Your baby's developing speech, logic, and emotional skills.

Emotions: Birth to 18 Months

The brain learns best when it's challenged with new information. The University of Georgia's Better Brains for Babies program reports that babies and children learn certain skills most easily during particular "windows of opportunity." Read on to find out at what ages babies reach these windows of opportunity for emotional, verbal, and logical skills, and learn how to help the process along with the advice of the Better Brains for Babies campaign.

Emotional intelligence, which involves an understanding of others, predicts about 80 percent of a person's career success, reports the University of Georgia's Department of Child and Family Development (CFD).
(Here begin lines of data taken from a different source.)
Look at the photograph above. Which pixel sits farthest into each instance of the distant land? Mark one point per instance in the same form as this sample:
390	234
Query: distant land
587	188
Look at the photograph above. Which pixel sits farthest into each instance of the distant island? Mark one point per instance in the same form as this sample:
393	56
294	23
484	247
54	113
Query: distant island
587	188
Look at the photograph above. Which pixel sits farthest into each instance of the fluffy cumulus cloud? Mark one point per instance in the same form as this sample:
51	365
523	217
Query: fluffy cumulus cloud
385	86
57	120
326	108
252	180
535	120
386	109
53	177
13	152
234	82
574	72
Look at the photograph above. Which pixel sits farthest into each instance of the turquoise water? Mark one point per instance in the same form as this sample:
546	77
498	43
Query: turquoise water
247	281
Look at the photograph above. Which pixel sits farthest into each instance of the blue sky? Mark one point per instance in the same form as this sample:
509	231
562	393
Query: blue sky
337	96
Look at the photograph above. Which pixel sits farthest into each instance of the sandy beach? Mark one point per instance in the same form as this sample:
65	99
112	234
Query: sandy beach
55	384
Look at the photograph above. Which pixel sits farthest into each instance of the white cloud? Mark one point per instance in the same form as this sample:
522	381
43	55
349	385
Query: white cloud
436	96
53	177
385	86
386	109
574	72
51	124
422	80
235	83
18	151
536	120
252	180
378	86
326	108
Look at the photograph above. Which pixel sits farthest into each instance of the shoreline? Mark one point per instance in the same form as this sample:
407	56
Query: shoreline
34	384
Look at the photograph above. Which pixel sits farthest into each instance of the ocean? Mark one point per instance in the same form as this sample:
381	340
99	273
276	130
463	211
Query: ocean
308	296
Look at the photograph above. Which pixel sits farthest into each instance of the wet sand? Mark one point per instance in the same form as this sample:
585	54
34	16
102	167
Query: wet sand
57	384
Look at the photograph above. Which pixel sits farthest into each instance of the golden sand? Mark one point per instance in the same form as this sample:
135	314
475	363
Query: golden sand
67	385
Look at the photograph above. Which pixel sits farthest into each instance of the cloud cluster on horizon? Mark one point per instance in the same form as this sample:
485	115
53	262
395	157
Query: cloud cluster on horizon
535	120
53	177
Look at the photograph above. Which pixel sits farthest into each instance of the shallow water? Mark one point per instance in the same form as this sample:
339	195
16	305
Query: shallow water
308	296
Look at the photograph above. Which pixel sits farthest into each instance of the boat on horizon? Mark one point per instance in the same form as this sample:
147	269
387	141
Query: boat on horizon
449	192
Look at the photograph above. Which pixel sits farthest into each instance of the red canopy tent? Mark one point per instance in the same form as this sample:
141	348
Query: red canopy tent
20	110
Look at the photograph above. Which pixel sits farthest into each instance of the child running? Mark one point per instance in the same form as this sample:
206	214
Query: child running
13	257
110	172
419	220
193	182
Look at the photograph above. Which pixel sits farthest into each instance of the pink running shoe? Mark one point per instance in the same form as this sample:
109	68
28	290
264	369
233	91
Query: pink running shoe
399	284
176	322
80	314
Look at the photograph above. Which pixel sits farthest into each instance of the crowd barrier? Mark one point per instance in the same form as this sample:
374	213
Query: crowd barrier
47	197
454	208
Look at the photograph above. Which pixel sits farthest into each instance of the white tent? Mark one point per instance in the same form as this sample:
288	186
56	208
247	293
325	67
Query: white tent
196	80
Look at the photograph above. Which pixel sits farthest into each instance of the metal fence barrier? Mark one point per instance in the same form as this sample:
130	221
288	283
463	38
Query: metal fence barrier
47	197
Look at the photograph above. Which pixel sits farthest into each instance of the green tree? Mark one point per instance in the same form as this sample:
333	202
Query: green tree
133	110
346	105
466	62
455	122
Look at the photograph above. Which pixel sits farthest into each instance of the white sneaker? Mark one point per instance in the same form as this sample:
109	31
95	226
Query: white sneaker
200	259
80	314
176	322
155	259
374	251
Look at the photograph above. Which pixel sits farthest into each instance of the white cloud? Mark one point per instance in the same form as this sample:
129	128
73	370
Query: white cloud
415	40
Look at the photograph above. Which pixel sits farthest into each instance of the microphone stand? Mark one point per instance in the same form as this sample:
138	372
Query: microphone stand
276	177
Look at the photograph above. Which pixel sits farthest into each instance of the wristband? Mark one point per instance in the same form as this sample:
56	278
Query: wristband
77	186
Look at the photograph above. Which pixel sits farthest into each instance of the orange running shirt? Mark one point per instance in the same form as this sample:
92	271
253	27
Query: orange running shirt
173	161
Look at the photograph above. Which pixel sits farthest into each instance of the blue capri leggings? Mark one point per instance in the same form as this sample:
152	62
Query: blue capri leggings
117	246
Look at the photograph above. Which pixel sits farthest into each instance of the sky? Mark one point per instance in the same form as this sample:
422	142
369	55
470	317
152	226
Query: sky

Emotions such as empathy, happiness, hopefulness, and sadness are shaped by how the infant is nurtured. With a well-developed emotional intelligence, a person tends to form good moral standards for himself. Although emotional intelligence continues to develop through adolescence, a baby's early experiences form the basis for a lifetime. Here are some methods for enhancing your baby's early emotional skills:

  • Provide a secure and consistent environment for baby.
  • Smile often.
  • Acknowledge and verbalize the emotions that your baby is feeling.
  • Show empathy when baby is upset.
  • Bond with your baby on his level; "converse" through baby sounds.
  • Explain why you're saying "no" instead of just saying it.
  • Allow your baby to help in family activities, such as sorting laundry.
  • Express positive feedback for good behavior.
  • Explain when and how your baby's actions affect others.